There are some stunning plants this year. My wife and I were there 2 years ago and going by your pics there were more interesting plants this year. Did you get any pics of the variegated roths?

Regards, Mick


----------



## s1214215 (Jun 4, 2011)

quietaustralian said:


> There are some stunning plants this year. My wife and I were there 2 years ago and going by your pics there were more interesting plants this year. Did you get any pics of the variegated roths?
> 
> Regards, Mick



Hi Mick

Actually I thought this year was not as good as last year. Just my feeling though.

I did not take a pic of the varigated roth/roth hybrid. I am not a paph expert, so I may be wrong on what it is. 

I will ask my friend who bought them to take a pic. My camera was out of battery power when I saw them

Brett


----------



## Bolero (Jun 6, 2011)

That is phenomenal!


----------



## s1214215 (Jun 6, 2011)

Hi Mick 

I was somewhat off when I said a varigated roth hybrid.. I was a varigaeted Paph Harold Koopowitz. Still it was stunning. It was just in mid spike. I am no paph expert, so I apologise for the earlier bad ID.

Still it was amazing for a varigaeted paph, which I have seen enough of ,but never been impressed by before.
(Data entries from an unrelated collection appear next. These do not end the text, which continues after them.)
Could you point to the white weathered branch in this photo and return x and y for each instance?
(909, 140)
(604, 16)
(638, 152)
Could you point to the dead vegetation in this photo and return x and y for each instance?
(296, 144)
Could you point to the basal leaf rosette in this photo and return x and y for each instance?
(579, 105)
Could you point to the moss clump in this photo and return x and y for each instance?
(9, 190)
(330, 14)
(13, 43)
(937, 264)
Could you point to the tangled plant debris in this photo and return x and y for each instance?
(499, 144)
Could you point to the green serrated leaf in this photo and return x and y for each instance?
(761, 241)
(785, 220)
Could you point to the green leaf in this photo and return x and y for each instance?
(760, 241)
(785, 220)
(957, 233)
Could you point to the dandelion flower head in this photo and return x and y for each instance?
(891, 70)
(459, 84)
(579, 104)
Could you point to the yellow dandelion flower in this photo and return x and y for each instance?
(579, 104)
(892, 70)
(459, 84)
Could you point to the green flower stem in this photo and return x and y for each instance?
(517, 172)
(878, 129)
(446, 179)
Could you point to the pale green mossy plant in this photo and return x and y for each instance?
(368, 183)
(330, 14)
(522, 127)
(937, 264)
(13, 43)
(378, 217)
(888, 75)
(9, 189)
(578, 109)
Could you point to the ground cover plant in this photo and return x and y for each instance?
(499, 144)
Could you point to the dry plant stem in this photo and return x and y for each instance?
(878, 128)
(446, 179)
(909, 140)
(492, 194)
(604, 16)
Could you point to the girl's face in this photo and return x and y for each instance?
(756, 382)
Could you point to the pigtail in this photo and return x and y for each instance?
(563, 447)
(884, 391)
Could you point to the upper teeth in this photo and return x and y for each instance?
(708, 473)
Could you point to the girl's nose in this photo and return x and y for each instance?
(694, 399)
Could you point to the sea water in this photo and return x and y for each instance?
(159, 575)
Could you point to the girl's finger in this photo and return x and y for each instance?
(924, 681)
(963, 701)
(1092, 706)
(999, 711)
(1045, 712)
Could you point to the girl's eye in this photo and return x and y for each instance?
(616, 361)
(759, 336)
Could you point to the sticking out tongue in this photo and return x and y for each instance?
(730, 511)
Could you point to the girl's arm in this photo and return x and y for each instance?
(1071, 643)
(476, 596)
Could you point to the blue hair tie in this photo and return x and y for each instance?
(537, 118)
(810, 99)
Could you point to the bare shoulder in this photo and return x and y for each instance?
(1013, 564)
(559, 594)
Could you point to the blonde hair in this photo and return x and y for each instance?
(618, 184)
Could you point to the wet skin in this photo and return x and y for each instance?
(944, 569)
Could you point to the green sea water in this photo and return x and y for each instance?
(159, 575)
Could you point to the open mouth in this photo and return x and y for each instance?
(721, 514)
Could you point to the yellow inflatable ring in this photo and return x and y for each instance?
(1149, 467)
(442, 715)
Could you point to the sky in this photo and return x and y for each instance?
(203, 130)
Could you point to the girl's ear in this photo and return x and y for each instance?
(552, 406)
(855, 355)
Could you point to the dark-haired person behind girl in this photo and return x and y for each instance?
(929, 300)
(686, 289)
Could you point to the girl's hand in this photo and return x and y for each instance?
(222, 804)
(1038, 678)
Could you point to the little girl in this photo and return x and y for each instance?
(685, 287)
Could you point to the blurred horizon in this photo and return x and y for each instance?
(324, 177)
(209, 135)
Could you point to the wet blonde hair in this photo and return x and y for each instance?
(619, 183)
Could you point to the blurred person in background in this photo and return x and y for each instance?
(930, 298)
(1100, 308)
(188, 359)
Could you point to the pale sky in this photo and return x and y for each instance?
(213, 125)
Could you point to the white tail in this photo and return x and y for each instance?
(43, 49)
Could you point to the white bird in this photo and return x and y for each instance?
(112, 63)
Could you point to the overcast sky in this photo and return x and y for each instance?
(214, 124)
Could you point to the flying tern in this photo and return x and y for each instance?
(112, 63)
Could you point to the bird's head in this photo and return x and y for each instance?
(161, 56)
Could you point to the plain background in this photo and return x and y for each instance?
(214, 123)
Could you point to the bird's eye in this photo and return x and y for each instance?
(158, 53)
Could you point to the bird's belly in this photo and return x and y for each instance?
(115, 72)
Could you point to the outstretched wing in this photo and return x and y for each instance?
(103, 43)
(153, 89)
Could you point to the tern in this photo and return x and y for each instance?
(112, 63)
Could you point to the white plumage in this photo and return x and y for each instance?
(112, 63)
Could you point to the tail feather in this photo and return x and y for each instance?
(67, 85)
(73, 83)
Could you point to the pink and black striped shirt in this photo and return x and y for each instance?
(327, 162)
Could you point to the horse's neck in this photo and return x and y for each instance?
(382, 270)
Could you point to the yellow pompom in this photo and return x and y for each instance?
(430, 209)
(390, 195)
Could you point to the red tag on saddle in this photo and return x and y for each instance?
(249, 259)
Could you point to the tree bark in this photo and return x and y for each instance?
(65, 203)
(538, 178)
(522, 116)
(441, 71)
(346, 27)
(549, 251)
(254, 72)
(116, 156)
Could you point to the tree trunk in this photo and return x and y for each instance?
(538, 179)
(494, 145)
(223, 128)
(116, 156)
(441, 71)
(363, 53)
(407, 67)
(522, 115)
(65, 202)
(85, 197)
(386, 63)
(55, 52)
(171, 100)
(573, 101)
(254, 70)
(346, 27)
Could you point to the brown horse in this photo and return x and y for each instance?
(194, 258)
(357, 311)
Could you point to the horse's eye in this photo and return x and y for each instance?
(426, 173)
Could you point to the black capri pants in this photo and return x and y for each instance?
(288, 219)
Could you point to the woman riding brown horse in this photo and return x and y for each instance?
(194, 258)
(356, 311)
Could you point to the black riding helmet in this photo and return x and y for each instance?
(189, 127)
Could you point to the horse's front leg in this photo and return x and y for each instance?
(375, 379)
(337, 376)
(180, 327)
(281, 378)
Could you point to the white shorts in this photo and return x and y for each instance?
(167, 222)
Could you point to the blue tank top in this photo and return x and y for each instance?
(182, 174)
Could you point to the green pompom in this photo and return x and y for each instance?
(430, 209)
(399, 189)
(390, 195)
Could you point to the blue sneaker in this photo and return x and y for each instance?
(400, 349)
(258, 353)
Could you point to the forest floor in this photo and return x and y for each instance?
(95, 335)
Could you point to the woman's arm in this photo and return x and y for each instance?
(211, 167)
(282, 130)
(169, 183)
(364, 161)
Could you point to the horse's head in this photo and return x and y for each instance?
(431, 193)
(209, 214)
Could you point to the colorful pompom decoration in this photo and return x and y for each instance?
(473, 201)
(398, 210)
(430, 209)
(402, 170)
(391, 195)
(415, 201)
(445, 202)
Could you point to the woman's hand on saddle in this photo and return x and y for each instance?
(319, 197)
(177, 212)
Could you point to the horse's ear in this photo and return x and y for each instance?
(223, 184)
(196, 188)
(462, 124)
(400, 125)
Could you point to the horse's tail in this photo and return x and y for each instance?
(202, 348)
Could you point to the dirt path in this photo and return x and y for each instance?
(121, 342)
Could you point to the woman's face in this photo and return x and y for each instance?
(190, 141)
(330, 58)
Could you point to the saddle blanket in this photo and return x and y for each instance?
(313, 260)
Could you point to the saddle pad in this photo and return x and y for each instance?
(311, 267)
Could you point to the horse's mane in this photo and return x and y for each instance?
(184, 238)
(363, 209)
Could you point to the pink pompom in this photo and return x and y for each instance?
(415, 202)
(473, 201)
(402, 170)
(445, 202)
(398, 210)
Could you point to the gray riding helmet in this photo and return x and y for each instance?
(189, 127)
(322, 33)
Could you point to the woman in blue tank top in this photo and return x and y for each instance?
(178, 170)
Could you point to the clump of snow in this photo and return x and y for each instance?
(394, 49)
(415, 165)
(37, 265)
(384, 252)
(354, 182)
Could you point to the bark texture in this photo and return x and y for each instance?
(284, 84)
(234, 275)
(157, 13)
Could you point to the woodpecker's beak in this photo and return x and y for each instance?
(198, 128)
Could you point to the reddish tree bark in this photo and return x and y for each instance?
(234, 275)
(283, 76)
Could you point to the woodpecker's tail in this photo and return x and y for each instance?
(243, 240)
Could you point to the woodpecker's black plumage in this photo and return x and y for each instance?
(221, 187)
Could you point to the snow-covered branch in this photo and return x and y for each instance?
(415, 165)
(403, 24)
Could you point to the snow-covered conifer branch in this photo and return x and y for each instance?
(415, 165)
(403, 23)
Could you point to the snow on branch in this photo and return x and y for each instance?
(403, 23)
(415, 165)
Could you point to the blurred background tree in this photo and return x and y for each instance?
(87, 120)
They were imported from Taiwan. I will find out from whom.

I asked my friend for pics, but he already resold them.. Well not a big surprise.

Brett


----------



## s1214215 (Jun 6, 2011)

The shows quite a sight Bolero (Daren?). Hope to see the like in Oz one day

Brett


----------



## NYEric (Jun 6, 2011)

s1214215 said:


> Hi Eric
> 
> Its not hard to get Chilos that size here. Also easy to get flasks of them.
> 
> Brett



Chiloschistas are not common here. If i could get some of the fragrant ones.. :drool:


----------